The following are some BBB tips for buying tickets or finding housing for the World Series or other events:

For ticket purchasing:
* Read any ads carefully, making sure you understand what is being offered and what the total price will be.
* Ask the seller where he or she is located and how he or she may be contacted after the sale. If the seller is evasive, don’t pursue the offer.
* Do your research. Know the price of tickets and be familiar with the seating chart of the arena.
* Only purchase from reputable sources.
* Ask to see the seller’s original invoice from when the tickets were purchased.
* Try to meet the seller in person in a public place during the day.
* If you are purchasing online, use either a credit card or a PayPal account. Both of those options offer some protection if the tickets are fake.
* Don’t send cash or wire money to anyone you don’t know.
* Never be afraid to ask questions or request information.

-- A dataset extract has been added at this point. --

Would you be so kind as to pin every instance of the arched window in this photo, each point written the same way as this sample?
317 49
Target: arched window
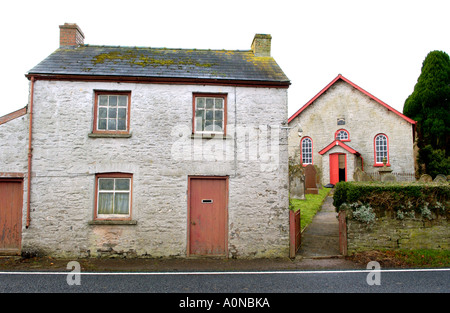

* Check to make sure the firm is an NATB member.

For hotel reservations:
* Ask for the name, address and phone number of the hotel where the room is located, and call the hotel to verify that the room actually exists. Check the hotel’s Web site or a well-known travel site to be sure that the location is convenient for getting to and from the ballpark.
* Be wary of ads that pile on incentives to make the package look better. Often the items —  such as lanyards, T-shirts or other trinkets – have limited value.
* Again, do your research.  A variety of travel guidebooks and online reviews address services and amenities at hotels and motels.  Check BBB Business Reviews of hotels by going to www.bbb.org.
* Make sure you get a confirmation number from the business when reserving a room.  Also, make sure you know times of check-in and check-out, and clearly understand  the type of room you are paying for (smoking or nonsmoking, queen or double beds, regular room or suite, etc.)
* If you have any concern about the quality of a motel or hotel, ask to inspect your room before moving in. You have a better chance to get satisfaction from staff or management if you have not already accepted your room.  If you spot a problem, report it to the front desk immediately.